La terrasse

Huile : 55 x 46

Il n’y a rien à faire, chaque jour c’est la même chose, elle me réveille de ses caresses, sa bouche à mes oreilles, des minauderies, caresses subtiles qui effleurent, caresses pulpeuses qui s’enfouissent, des gratouillis. Elle est vraiment portée là-dessus, et moi qui ne suis pas du matin. Bon je vais encore me laisser faire.

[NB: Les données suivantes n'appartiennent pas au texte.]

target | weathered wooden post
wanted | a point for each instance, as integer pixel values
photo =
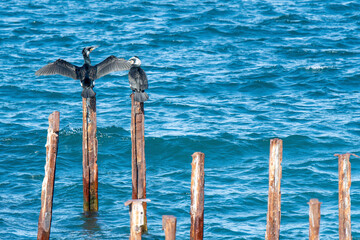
(136, 211)
(344, 196)
(314, 219)
(138, 163)
(47, 191)
(197, 196)
(169, 226)
(274, 199)
(90, 168)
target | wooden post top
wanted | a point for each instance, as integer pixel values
(136, 201)
(314, 201)
(54, 121)
(168, 218)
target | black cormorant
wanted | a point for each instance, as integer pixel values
(138, 80)
(87, 74)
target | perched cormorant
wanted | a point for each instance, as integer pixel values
(138, 80)
(87, 74)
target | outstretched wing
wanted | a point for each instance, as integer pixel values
(111, 64)
(61, 67)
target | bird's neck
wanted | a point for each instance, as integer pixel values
(87, 60)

Petits déjeuners, petites toilettes, elle se fait belle, qu’elle est belle ! Elle me dit de faire le beau, et la voilà qui m’annonce une sortie, et qui chante sur la radio, sur Claude François, et qui m’invite au restaurant, et qui m’asperge de son parfum en riant. Cela me rend grognon, je vais encore avoir mal à la tête. Elle est si belle, je deviens bête.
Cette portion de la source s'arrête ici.